If the time traveler wants to just impress the Romans, the easiest way to do that is show up in public in the scout ship. Float overhead, maybe at a large battle, and obliterate the opposing side. A nice 1 or 2 KT nuke into the enemy such that the Romans survive it, or some laser fire (visible or invisible in terms of being able to see the beam) that wipes the Roman's enemies out would pretty much cinch the deal. That'd leave little doubt in anyone's mind about who has power to do what and be listened to.

It'd be a bit of playing god really. You never let them actually see you. Instead everything is done in the guise of the ship appearing and offering stuff that the Romans are told they will do [/i]or else![/i] Edicts from what's obviously, to them, a god goes a long way to motivate them to comply without much or any resistance.
 
I'd start with a disruptive technology that the Romans won't recognize as a Trojan Horse.

The printing press, publishing during the day maybe a Latin translation of the Iliad, and during the night Fifty Shades of Grey.
 
If the time traveler wants to just impress the Romans, the easiest way to do that is show up in public in the scout ship. Float overhead, maybe at a large battle, and obliterate the opposing side. A nice 1 or 2 KT nuke into the enemy such that the Romans survive it, or some laser fire (visible or invisible in terms of being able to see the beam) that wipes the Roman's enemies out would pretty much cinch the deal. That'd leave little doubt in anyone's mind about who has power to do what and be listened to.
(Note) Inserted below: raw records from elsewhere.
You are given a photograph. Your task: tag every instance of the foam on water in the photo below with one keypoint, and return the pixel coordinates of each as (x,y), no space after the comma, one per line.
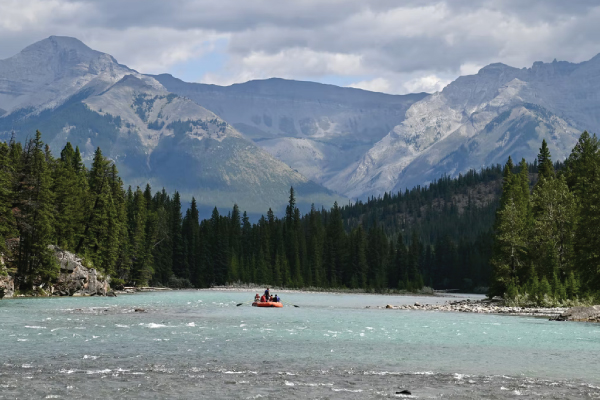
(330,347)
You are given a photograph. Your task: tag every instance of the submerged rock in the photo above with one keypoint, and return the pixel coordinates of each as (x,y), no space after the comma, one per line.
(580,314)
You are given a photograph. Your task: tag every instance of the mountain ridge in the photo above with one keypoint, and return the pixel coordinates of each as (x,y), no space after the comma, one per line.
(154,136)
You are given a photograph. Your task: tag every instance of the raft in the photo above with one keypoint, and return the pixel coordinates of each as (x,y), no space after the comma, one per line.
(266,304)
It'd be a bit of playing god really. You never let them actually see you. Instead everything is done in the guise of the ship appearing and offering stuff that the Romans are told they will do [/i]or else![/i] Edicts from what's obviously, to them, a god goes a long way to motivate them to comply without much or any resistance.

Except there is no reason for a Scout ship to have a nuke.
 
I'd start with a disruptive technology that the Romans won't recognize as a Trojan Horse.

The printing press, publishing during the day maybe a Latin translation of the Iliad, and during the night Fifty Shades of Grey.

How about a chemistry textbook with the periodic chart of the elements?